FIG. 6 is a partial integrated circuit pattern diagram of the upper layer portion of the embodiment.

FIG. 7 is a partial integrated circuit pattern diagram of a lower layer portion of the embodiment.

FIG. 8 is a cross-sectional view of an integrated circuit pattern of the above embodiment.

FIG. 9 is a diagram showing contact symbols used in the integrated circuit pattern diagram of FIG. 6 and the integrated circuit pattern diagram of FIG. 7.

FIG. 10 is a layout diagram of the memory cell block (upper layer memory cell portion) of the above-described embodiment on the semiconductor memory device.

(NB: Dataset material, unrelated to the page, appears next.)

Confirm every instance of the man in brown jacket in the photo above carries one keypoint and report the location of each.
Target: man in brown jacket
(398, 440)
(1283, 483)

FIG. 11 is a layout diagram on the semiconductor memory device of the memory cell block (peripheral circuit of the lower layer portion) of the embodiment.

[Explanation of symbols]

DESCRIPTION OF SYMBOLS 10 ... Peripheral circuit (lower layer part), 12 ... Sense amplifier and column decoder, 14 ... Row decoder, 20 ... Memory cell part (upper layer part), 22 ... Memory cell, 32, 36 ... Multi-input NAND gate, 34 ... Inverter gate , 40 ... Memory cell block, AL1, AL2 ... Aluminum wiring layer, BL1a, BL2a, BLja, BLna, BL1b, BL
2b, BLjb, BLnb ... Bit line, CAφ to CAn, RAφ to RAn ... Predecode signal, CLj ... Column selection signal, I / Oa, I / Ob ... Input / output line, M1 to M3 ... Metal wiring layer, PL1 to PL3 ... polysilicon layer, T1, T2 ... P-channel MOSTFT, T3-T6 ... N-channel MOSTFT, T11, T12, T18 ... P-channel MOS transistor, T13-T17 ... N-channel MOS transistor, WL1, WL2, WLi, WLn ... Word Line, φSEa, φSEb ... Read signal line.

Claims (2)

[Claims] 1. A semiconductor memory device comprising a large number of memory cells for storing bit data and a peripheral circuit used when writing or reading bit data of the memory cells, wherein the peripheral circuit on a semiconductor substrate is On the built-in lower layer portion and the insulating film formed on the lower layer portion,
A semiconductor memory device having a laminated structure with an upper layer portion in which the memory cell is formed. 2. The lower layer section according to claim 1, wherein the lower layer section is composed of peripheral circuits such as a sense amplifier, a decoder and a write amplifier which are formed by a conventional CMOS process on a substrate,
The upper layer portion is an upper layer portion in which a memory cell formed of a thin film transistor is formed on an insulating film formed on the lower layer portion, and the memory cell group having substantially the same area as the peripheral circuit and the peripheral circuit are provided. A semiconductor memory device comprising one basic unit and a plurality of the basic units.